- Flag of Virginia, 1861
- Active: May 1861 – April 1865
- Disbanded: April 1865
- Country: Confederate States of America
- Allegiance: Virginia
- Branch: Confederate States Army
- Type: Infantry
- Nickname(s): The Bloody 27th
- Engagements: American Civil War: First Battle of Manassas-Jackson's Valley Campaign-Seven Days' Battles-Battle of Cedar Mountain-Second Battle of Bull Run-Battle of Antietam-Battle of Fredericksburg-Battle of Chancellorsville-Battle of Gettysburg-Battle of Cold Harbor-Valley Campaigns of 1864-Appomattox Campaign

Commanders
- Notable commanders: Colonel John Echols Colonel Andrew J. Grigsby Major Elisha F. Paxton

= 27th Virginia Infantry Regiment =

The 27th Virginia Infantry Regiment was an infantry regiment raised in Virginia for service in the Confederate States Army during the American Civil War. It fought mostly with the Stonewall Brigade of the Army of Northern Virginia.

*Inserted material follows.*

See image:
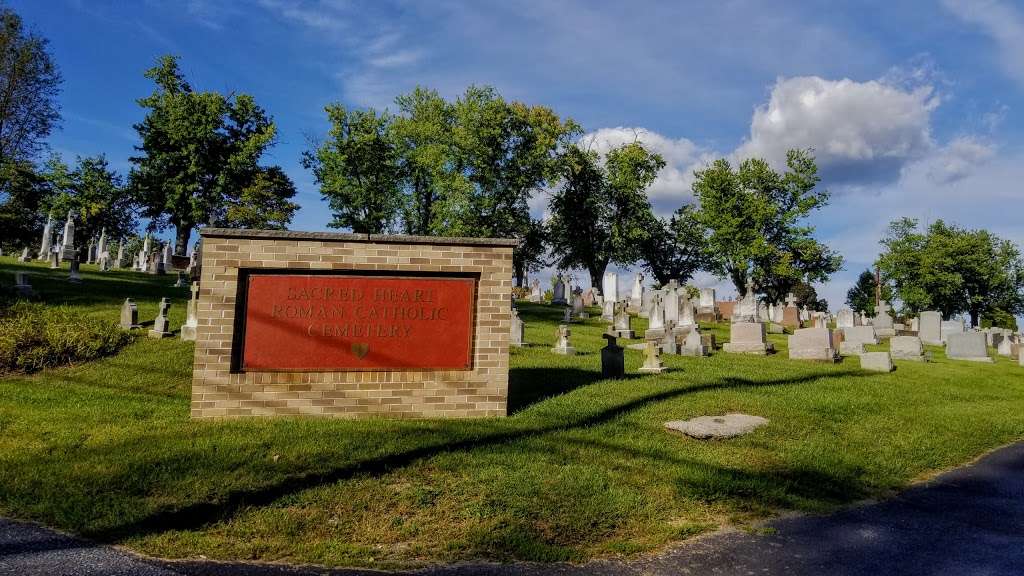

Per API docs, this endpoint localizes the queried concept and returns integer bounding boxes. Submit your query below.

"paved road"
[2,442,1022,576]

The 27th Virginia was organized in May, 1861, and accepted into Confederate service in July. The men were from the counties of Alleghany, Rockbridge, Monroe, Greenbrier, and Ohio. It contained only eight companies and became part of the famous Stonewall Brigade. During the war it served under the command of General T.J. Jackson, R.B. Garnett, Charles Sidney Winder, Paxton, J.A. Walker, and W. Terry.

The 27th fought at First Manassas, where it earned the nickname “the Bloody 27th” because of its losses, First Kernstown, and in Jackson's Valley Campaign. It then participated in the campaign of the Army of Northern Virginia from the Seven Days' Battles to Cold Harbor, moved with Early to the Shenandoah Valley, and was active around Appomattox.

The regiment reported 141 casualties at First Manassas, 57 at First Kernstown, and 4 of the 136 engaged at First Winchester. It lost 3 killed at Cedar Mountain, had 4 killed and 23 wounded at Second Manassas, and sustained 9 killed and 62 wounded at Chancellorsville. Of the 148 in action at Gettysburg about thirty percent were disabled. Only 1 officer and 20 men surrendered.

The field officers were Colonels John Echols, James K. Edmondson, William A. Gordon, and Andrew J. Grigsby; Lieutenant Colonels Charles L. Haynes and Daniel M. Shriver; and Majors Philip F. Frazer and Elisha F. Paxton.